Puerto Rico’s declining population has also been associated with a weak economy and an unsustainable debt burden. Total public sector debt is over 100 percent of Gross National Product, and the government started to selectively default on debt service payments in August. Although Congress did not provide assistance to Puerto Rico in the recent $1.2 trillion Omnibus bill, speaker Ryan has committed to passing legislation to help the Commonwealth by the end of March.
If the Pentagon and the Commonwealth could come up with a plan to house Guantanamo detainees in Puerto Rico for $200 million annually, federal taxpayers would save money while adding 0.3 percent to Puerto Rico’s GNP. For an economy that contracted 0.9 percent in 2014, that would be a welcome shot in the arm.Diplomatically, relocating detainees from Guantanamo would remove a point of contention with the Cuban regime, which wants to reclaim the territory occupied by the base. Although conservatives may not be anxious to accommodate the Castro's, it is worth considering that a more democratic post-Castro government might also regard the U.S. lease of Guantanamo as a colonial leftover and an affront to national sovereignty.
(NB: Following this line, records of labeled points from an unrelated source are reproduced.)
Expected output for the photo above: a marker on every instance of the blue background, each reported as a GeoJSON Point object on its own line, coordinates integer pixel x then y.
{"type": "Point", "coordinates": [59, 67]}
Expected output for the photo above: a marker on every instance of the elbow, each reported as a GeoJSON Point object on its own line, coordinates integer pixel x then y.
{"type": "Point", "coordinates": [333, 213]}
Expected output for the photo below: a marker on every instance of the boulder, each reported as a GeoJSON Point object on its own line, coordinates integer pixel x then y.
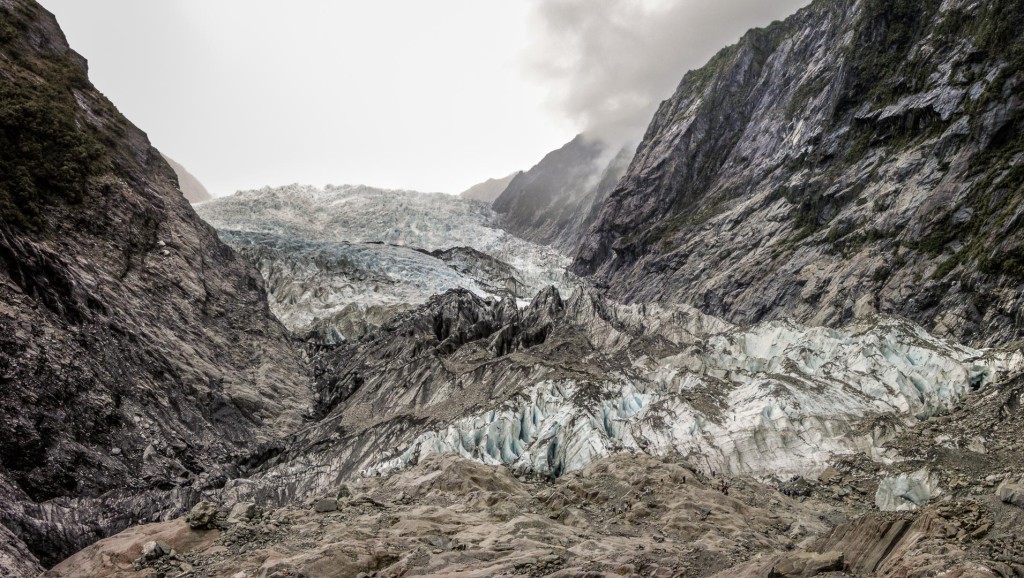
{"type": "Point", "coordinates": [807, 564]}
{"type": "Point", "coordinates": [155, 549]}
{"type": "Point", "coordinates": [203, 515]}
{"type": "Point", "coordinates": [327, 504]}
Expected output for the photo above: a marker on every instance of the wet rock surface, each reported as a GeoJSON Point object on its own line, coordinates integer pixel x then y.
{"type": "Point", "coordinates": [555, 202]}
{"type": "Point", "coordinates": [807, 172]}
{"type": "Point", "coordinates": [135, 348]}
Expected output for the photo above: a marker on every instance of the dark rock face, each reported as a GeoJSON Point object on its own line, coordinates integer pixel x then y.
{"type": "Point", "coordinates": [137, 355]}
{"type": "Point", "coordinates": [556, 201]}
{"type": "Point", "coordinates": [858, 158]}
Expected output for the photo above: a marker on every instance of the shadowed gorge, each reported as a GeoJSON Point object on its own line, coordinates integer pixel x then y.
{"type": "Point", "coordinates": [779, 338]}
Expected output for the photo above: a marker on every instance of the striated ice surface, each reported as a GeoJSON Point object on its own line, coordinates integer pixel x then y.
{"type": "Point", "coordinates": [908, 491]}
{"type": "Point", "coordinates": [341, 260]}
{"type": "Point", "coordinates": [776, 399]}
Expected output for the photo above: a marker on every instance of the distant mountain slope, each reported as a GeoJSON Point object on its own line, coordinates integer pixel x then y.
{"type": "Point", "coordinates": [555, 202]}
{"type": "Point", "coordinates": [138, 361]}
{"type": "Point", "coordinates": [342, 260]}
{"type": "Point", "coordinates": [190, 187]}
{"type": "Point", "coordinates": [488, 190]}
{"type": "Point", "coordinates": [861, 157]}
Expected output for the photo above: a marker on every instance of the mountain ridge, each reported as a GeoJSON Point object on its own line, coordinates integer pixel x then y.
{"type": "Point", "coordinates": [808, 171]}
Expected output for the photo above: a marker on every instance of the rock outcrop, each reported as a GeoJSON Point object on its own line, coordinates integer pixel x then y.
{"type": "Point", "coordinates": [138, 360]}
{"type": "Point", "coordinates": [556, 201]}
{"type": "Point", "coordinates": [488, 190]}
{"type": "Point", "coordinates": [341, 261]}
{"type": "Point", "coordinates": [194, 191]}
{"type": "Point", "coordinates": [859, 157]}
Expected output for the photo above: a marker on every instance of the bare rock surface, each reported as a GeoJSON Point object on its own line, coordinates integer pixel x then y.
{"type": "Point", "coordinates": [858, 158]}
{"type": "Point", "coordinates": [138, 360]}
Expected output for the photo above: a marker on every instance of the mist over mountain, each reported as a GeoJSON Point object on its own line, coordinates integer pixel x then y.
{"type": "Point", "coordinates": [780, 337]}
{"type": "Point", "coordinates": [488, 190]}
{"type": "Point", "coordinates": [190, 187]}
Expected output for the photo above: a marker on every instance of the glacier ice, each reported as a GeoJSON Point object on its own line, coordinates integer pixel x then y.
{"type": "Point", "coordinates": [777, 399]}
{"type": "Point", "coordinates": [341, 260]}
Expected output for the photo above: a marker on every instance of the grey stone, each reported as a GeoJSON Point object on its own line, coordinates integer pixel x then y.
{"type": "Point", "coordinates": [805, 565]}
{"type": "Point", "coordinates": [203, 515]}
{"type": "Point", "coordinates": [327, 504]}
{"type": "Point", "coordinates": [1012, 494]}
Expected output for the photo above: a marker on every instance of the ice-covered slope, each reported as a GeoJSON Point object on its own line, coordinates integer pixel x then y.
{"type": "Point", "coordinates": [550, 388]}
{"type": "Point", "coordinates": [776, 399]}
{"type": "Point", "coordinates": [341, 260]}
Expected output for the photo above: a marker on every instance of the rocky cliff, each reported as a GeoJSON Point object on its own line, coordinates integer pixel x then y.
{"type": "Point", "coordinates": [488, 190]}
{"type": "Point", "coordinates": [860, 157]}
{"type": "Point", "coordinates": [556, 201]}
{"type": "Point", "coordinates": [138, 359]}
{"type": "Point", "coordinates": [342, 260]}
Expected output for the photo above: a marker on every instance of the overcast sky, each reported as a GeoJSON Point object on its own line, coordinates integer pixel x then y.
{"type": "Point", "coordinates": [428, 95]}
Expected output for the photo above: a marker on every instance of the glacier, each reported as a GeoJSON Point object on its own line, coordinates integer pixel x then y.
{"type": "Point", "coordinates": [338, 261]}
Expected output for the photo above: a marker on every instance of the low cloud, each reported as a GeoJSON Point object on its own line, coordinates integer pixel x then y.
{"type": "Point", "coordinates": [609, 63]}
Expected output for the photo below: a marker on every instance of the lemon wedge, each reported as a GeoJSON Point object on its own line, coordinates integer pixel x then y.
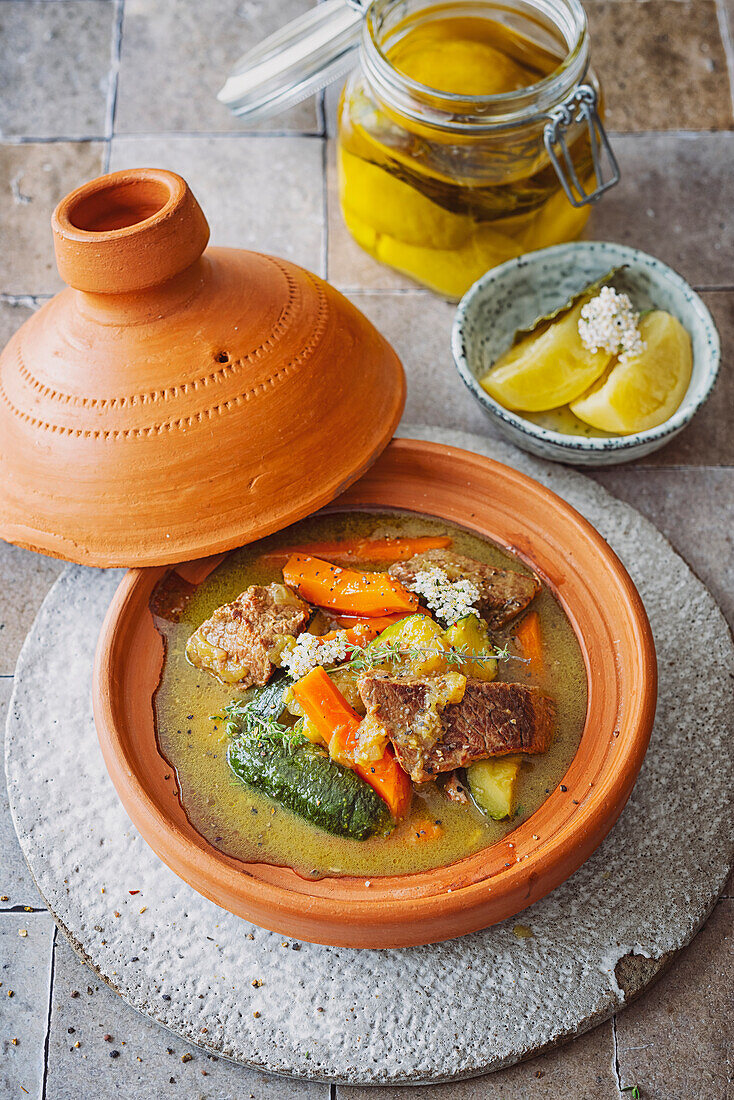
{"type": "Point", "coordinates": [375, 197]}
{"type": "Point", "coordinates": [546, 369]}
{"type": "Point", "coordinates": [644, 391]}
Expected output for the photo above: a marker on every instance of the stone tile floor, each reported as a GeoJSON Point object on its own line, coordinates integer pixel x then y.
{"type": "Point", "coordinates": [86, 85]}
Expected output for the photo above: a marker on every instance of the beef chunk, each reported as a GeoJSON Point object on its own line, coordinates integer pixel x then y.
{"type": "Point", "coordinates": [503, 593]}
{"type": "Point", "coordinates": [491, 719]}
{"type": "Point", "coordinates": [238, 642]}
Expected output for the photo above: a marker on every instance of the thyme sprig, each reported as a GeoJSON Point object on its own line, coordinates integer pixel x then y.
{"type": "Point", "coordinates": [243, 717]}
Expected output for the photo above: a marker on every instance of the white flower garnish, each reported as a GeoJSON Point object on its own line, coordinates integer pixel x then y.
{"type": "Point", "coordinates": [308, 651]}
{"type": "Point", "coordinates": [449, 600]}
{"type": "Point", "coordinates": [610, 321]}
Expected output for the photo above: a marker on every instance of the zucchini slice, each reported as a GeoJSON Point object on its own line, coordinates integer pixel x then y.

From a legal standpoint, relocating detainees from Guantanamo to Puerto Rico may be an attractive compromise. The architects of the Guantanamo detention facility believed that the base’s non-U.S. location would provide authorities greater flexibility to hold and interrogate suspected terrorists. Subsequently, the Supreme Court constrained this flexibility, finding that Guantanamo detainees had a right to habeas corpus in Boumediene v. Bush (2008).
To the extent that the territorial issue still matters, it is worth noting that the Constitution and Bill of Rights only apply to Puerto Rico at the pleasure of Congress. The so-called territorial clause of the Constitution gives Congress the “power to make all needful Rules and Regulations respecting the Territory or other Property” of the United States. As recently as 1993, an appellate court found that this clause still applied to Puerto Rico. It thus may be possible for Congress to create an enemy combatant detention system in Puerto Rico not fully subject to the Bill of Rights.
Puerto Rico has room to house remaining Guantanamo detainees, offers greater legal flexibility than U.S. states and could use a fiscal stimulus. Perhaps it is the place where Congress and the Administration can find common ground on detaining enemy combatants.